Except for the question I get about Monopoly. I didn't see that one coming. But my answer to that question? Yeah, anyone who reads me regularly could see my answer coming.
When you play Monopoly with all your friends, what piece do you choose? I think a lot of your personality can be revealed according to this decision.
I always went for the shoe. But in my game box, it was an unusually big shoe. In case you think my, um, piece reveals a lot about anything else.
"Roger Angell is good at what he does"? Roger Angell personifies sports passion; the difference is that he's a terrific writer and you're a terrible one. And don't worry, no one will EVER ask you to write an essay, I assure you, so you can re-cramp your fist over your incompetent keyboard.
Hahahaha that's terrific! Re-cramp my first over my incompetent keyboard! Hahahaha ... wait a minute. "Keyboard" isn't a euphemism for my Monopoly piece, right?
From: Bryan Cole
I guess you are underestimating the big dollars here in New Jersey in this story on Big Ten expansion. The Big Ten knows what Rutgers brings, and that's why they're adding them. You guys who live outside of the Northeast just don't get it. We carry all your sorry asses.
I don't like visiting Jersey. Not even on my company's dime. Free airfare, free hotel, free food to cover a game at the Meadowlands? No thanks. Been there, smelled that.
From: Husker Vikes
The Moron speaks again. First of all I wouldn't exactly call Notre Dame a bigger "get" than Nebraska. As for Texas, I can go back in the 1980s and '90s when its programs weren't anything with the exception of baseball. So Nebraska had to weather the Solich-Callahan years and all of a sudden it isn't a national power?

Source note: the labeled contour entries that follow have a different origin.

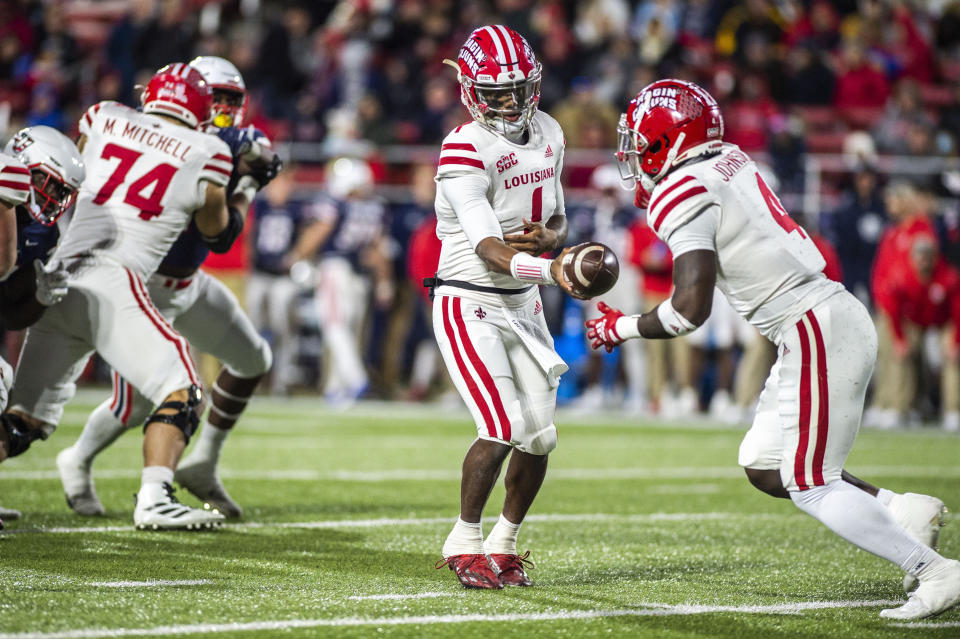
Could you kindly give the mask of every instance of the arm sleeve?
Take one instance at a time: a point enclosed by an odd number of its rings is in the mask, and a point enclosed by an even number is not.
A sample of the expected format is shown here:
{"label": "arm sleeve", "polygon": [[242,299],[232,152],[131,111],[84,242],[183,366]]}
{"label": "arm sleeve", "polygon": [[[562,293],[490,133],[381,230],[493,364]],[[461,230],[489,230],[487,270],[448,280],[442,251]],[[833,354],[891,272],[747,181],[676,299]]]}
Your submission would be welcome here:
{"label": "arm sleeve", "polygon": [[557,152],[557,170],[556,176],[553,179],[554,184],[557,186],[557,208],[553,210],[554,215],[566,215],[567,206],[563,200],[563,185],[560,183],[560,173],[563,171],[563,153],[566,147],[561,148]]}
{"label": "arm sleeve", "polygon": [[677,259],[690,251],[717,252],[717,226],[720,224],[718,213],[718,207],[708,207],[670,234],[667,245],[670,247],[670,252],[673,253],[673,259]]}
{"label": "arm sleeve", "polygon": [[440,180],[437,185],[450,203],[457,216],[460,228],[470,240],[470,246],[477,245],[488,237],[503,239],[503,229],[497,219],[490,201],[487,200],[487,178],[485,175],[461,175]]}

Your myopia is depressing. Landing Texas, with its all-sports tradition and that state's enormous population, would be the biggest coup in NCAA expansion history. Landing Nebraska would be landing ... Nebraska. Nothing more. Nothing less. Thanks for the corn, though. Love a good cob of corn.
From: Spiro Agnew
Go write liberal puke columns -- something CBS and you actually know something about. Your profound ignorance of Nebraska's tradition, Missouri's emergence as a regular bowl team, and TV markets is astounding. Go back to writing about earrings and tattoos, you dork.
When Delta flies over your state, it empties the lavatory. That wasn't "a light rain" you felt last week. Just so you know.
From: Keith E.
Great read on Dwight Howard. It's refreshing to see honest writing, without the negativity that many writers revert to.

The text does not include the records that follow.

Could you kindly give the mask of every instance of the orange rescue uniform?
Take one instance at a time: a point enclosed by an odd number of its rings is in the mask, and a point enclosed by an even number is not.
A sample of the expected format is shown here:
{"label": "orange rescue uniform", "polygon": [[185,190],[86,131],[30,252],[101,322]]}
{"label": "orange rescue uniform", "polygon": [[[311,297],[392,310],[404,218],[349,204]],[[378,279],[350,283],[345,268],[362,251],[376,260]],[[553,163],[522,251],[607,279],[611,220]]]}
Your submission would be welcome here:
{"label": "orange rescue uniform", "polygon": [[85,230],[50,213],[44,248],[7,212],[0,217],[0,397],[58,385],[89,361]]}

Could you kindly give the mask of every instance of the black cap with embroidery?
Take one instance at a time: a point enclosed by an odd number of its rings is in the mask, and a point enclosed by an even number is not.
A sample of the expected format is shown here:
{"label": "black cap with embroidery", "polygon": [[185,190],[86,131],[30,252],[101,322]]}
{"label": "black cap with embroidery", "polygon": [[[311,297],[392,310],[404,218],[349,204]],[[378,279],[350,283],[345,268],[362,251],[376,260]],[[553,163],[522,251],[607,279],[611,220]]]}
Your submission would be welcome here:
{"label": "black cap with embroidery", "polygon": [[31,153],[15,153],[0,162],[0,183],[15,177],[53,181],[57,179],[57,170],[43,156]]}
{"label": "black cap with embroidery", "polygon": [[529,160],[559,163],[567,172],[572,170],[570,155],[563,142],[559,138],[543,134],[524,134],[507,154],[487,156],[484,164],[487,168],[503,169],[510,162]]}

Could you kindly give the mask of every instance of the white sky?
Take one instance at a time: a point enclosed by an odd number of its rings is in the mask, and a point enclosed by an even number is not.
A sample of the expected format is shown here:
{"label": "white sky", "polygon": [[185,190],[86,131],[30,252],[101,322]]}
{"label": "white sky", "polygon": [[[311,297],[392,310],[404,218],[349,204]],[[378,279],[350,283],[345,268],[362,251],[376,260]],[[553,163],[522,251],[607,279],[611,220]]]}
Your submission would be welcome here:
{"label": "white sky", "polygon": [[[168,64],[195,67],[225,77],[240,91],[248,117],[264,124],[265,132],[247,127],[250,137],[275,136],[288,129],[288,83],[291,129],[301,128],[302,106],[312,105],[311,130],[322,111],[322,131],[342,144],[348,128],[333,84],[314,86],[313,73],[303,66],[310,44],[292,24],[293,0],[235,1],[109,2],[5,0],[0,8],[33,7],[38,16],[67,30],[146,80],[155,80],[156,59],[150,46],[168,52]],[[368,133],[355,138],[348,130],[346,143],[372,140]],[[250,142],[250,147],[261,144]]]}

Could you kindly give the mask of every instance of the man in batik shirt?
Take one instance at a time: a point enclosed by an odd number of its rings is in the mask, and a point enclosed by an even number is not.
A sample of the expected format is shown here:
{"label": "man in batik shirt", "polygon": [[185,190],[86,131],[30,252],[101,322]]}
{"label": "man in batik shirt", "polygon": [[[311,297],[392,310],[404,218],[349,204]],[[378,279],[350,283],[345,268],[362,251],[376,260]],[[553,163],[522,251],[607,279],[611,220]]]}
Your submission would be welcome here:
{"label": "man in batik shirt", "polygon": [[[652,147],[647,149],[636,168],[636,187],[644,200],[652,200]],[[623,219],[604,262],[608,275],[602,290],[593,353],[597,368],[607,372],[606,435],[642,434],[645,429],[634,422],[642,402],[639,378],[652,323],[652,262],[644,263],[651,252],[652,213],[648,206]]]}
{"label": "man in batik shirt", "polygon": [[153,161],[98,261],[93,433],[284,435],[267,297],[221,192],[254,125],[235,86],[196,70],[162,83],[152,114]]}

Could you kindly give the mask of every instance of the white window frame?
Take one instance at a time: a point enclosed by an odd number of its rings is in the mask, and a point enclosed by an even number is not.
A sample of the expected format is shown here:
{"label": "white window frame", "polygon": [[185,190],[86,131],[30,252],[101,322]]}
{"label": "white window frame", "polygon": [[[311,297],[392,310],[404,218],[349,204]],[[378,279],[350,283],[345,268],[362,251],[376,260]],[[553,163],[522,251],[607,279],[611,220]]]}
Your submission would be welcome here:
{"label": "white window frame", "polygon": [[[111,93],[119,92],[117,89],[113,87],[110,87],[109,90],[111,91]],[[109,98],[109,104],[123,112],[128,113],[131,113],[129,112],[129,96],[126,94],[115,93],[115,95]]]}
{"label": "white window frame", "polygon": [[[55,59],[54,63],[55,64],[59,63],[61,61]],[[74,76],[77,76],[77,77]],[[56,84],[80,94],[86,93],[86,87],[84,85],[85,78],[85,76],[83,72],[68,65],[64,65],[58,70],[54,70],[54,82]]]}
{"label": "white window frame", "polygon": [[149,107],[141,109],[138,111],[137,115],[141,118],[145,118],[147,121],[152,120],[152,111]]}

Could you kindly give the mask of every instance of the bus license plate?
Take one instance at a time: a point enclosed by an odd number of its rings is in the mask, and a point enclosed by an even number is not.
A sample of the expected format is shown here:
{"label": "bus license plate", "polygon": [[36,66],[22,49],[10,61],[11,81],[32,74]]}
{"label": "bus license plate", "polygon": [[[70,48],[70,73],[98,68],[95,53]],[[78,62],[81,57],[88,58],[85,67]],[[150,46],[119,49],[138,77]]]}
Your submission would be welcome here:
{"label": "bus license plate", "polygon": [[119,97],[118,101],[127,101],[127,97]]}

"Without the negativity ..." Excuse me? I compared Howard to that idiot Stephen Jackson. I said Howard needed to pull his head, how do I put this, "out of his ass." Maybe I need to express more negativity in my negativity.
I'm sick of reading you. Your articles are so negative.
Give me another chance! Read the, um, Dwight Howard article.
From: Tim Eskew
Everything you wrote on Dwight Howard is EXACTLY what I thought the other day. I even went as far, a couple of days ago, as checking the stats for league leaders in technical fouls! Just like you did! It's eerie that every single thing you put in this article has been on my mind all week.
That is eerie, Tim, and now for the bad news: I put my mind-meld onto your ATM's pin number, and my frontal lobe cracked the code this morning. Thanks for the $180. Wish you had more.
Once again, you have no clue what you're talking about. Paul Pierce has one or two good games and all of a sudden he's the best again? NOT!!! Rajon Rondo is the way to the championship. Pierce can take a seat on the bench with his early fouls.
You argue like a girl.
Dude, smarten up. Rondo is the man. He is a point guard's GOLD standard.
Silly me. I prefer a point guard who can shoot outside of 3 feet. If Rondo is the gold standard, I'm switching to silver. Just heard a commercial that says the value of silver has never dropped to zero. That's impressive.
From: THE Texas Roadkiller
Great, just freaking great. Now you've got Michael Jordan writing every week to Hate Mail -- and calling you "Legged Orgy" after all your whining about my anagram of your name (Old Grey Egg-head). You like to dish it out but you can't take it. You're a pansy, Doyel. A pansy.
Wait a minute. The greatest player of all time -- well, after Rajon Rondo, of course -- comes to my aid and correctly refers to me as Legged Orgy ... and you're saying that's MY fault? Not my fault. I didn't put my mind-meld to work on Jordan. Yet. But if I ever crack his ATM's pin code ...
From: Michael Jordan
Behind on my reading, just saw last week's Hate Mail. You know where I live?!? Should I be concerned that the stalker, me, has turned into the stalkee? Truth be told, I had to buy the house. We were just wasting time with a Realtor when I found out she was a Dook grad. I figured the best way to ruin her career was to do business with me. Why do you think I drafted Gerald Henderson last year? See, there is a method to my madness. Now if only I can get my hands on Jon Scheyer and turn him into the next Adam Morrison.
Can I tell you a secret? My mom asked me last week, "Is that the real Michael Jordan writing you every week in Hate Mail?" I had to tell her the truth. "Sure is," I said.
From: Sean Lynott
Water Polo is for sissies? Ever hear of the Blood in the Water Match?
That was 54 years ago. If you have to go back 54 years to find an example of your sport's toughness, your sport ain't tough. I can't go 54 MINUTES without proving my toughness. But then, I'm a hothead. Plus your name is an anagram for Nylon Teats. Nothing tough about nylon teats, Sean.
I hope you are haunted for the rest of your existence by Mormons reminding you that herbal tea is allowed.
So far, so good. Wrote that thing on the BYU honor code six weeks ago. E-mails from the Mormons are still coming in. Watch this.
From: Todd M.
I want to thank you for that fair look at the Harvey Unga situation, and at BYU's honor code. But just so you know, herbal tea is allowed.